If you are like a lot of people, balancing the financial needs of today with the financial needs of tomorrow is a constant challenge. It can be really hard to protect our future self from our current self. Like most things, the earlier we develop good habits around managing money for those future needs, the better. I have asked many retirees the question — “If you could go back thirty years and give yourself advice about retirement, what would you say?” To no surprise, one of the most popular answers is, “I wish I would have started saving earlier.” To avoid giving the same response when you retire, here are five habits that everyone can develop before turning 25.

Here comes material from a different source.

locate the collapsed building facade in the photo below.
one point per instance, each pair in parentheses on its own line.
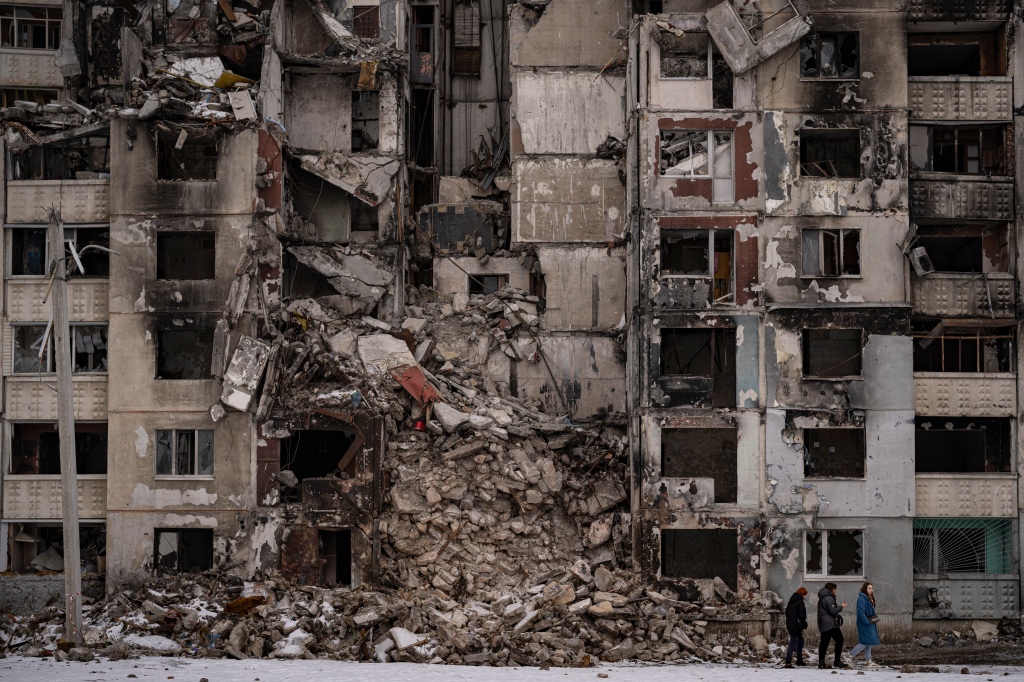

1. Keep track of everything in one place. Call it a budget. Call it a plan. Use Quicken, sign up for Mint.com, create a spreadsheet or keep it in a special notebook. Whatever it is, track your income, assets and debts in one place. Even if you don’t like what it is telling you, ignorance is not bliss in this situation. Your life clock keeps ticking, making this harder the longer you put it off.
2. Take advantage of any/all savings plans offered at work. If your employer offers a 401(k), 403(b), stock purchase plan or other savings plan, take advantage of it. Many plans offer an employer match (a.k.a. — free money). Some enable you to purchase company stock at a discount.
3. Open an IRA. These accounts, whether traditional or Roth, offer a positive tax benefit. If you put money in an IRA, you create the opportunity for time and compounding to do their thing.